*⁠.⁠✧45✧.*

18.7K 1.4K 166
                                    

*°|Moonlight Talk|°*

Malam sejuk dengan angin yang lembut seakan-akan membisikkan ketenangan di sekeliling mereka. Cahaya bintang dan lampu-lampu berkilauan di paviliun memberikan suasana magis, namun di balik keindahan itu, ada ketegangan yang nyata antara mereka.

Matthias tetap diam, memberikan isyarat dengan anggukan kecil agar Aire melanjutkan. Matanya tetap tertuju pada gadis yang berdiri di hadapannya, penuh dengan perhatian dan harapan.

Aire mengambil napas dalam-dalam kemudian berkata, "Pertama-tama, aku ingin kau tahu bahwa aku tidak pernah bermaksud untuk menyakiti perasaanmu," kata Aire. "Kepergianku ke Frizton bukanlah untuk mencari seseorang yang lain atau untuk melarikan diri darimu.
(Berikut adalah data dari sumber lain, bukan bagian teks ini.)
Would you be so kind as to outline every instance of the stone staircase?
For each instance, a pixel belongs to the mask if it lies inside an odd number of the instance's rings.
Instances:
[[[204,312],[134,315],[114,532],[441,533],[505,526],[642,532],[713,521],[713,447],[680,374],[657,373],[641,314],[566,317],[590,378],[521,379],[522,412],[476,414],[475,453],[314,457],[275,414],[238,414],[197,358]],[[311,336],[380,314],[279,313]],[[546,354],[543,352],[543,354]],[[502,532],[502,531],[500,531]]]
Ada hal-hal yang perlu aku lakukan disini dan tidak bisa aku jelaskan karena itu privasi." tambahnya beralasan.

Tapi jujurly sebenarnya aku emang mau kabur dari kamu sih mat, tapi tetep aja kamunya ngejar, jadi aku ngeles buat cari aman ehe.

Matthias masih mendengarkan dengan seksama, meskipun rasa cemburu dan marah masih membayang dilumbuk hatinya, "Lalu kenapa kau menolak lamaranku?" tanyanya, suaranya sedikit gemetar menahan emosi, "Apakah kamu tidak ingat memiliki seorang kekasih sayang? Aku adalah kekasihmu Cleaire, salahkah aku jika ingin meminang pujaan hatiku sendiri?" tanyanya mencoba mencari jawaban.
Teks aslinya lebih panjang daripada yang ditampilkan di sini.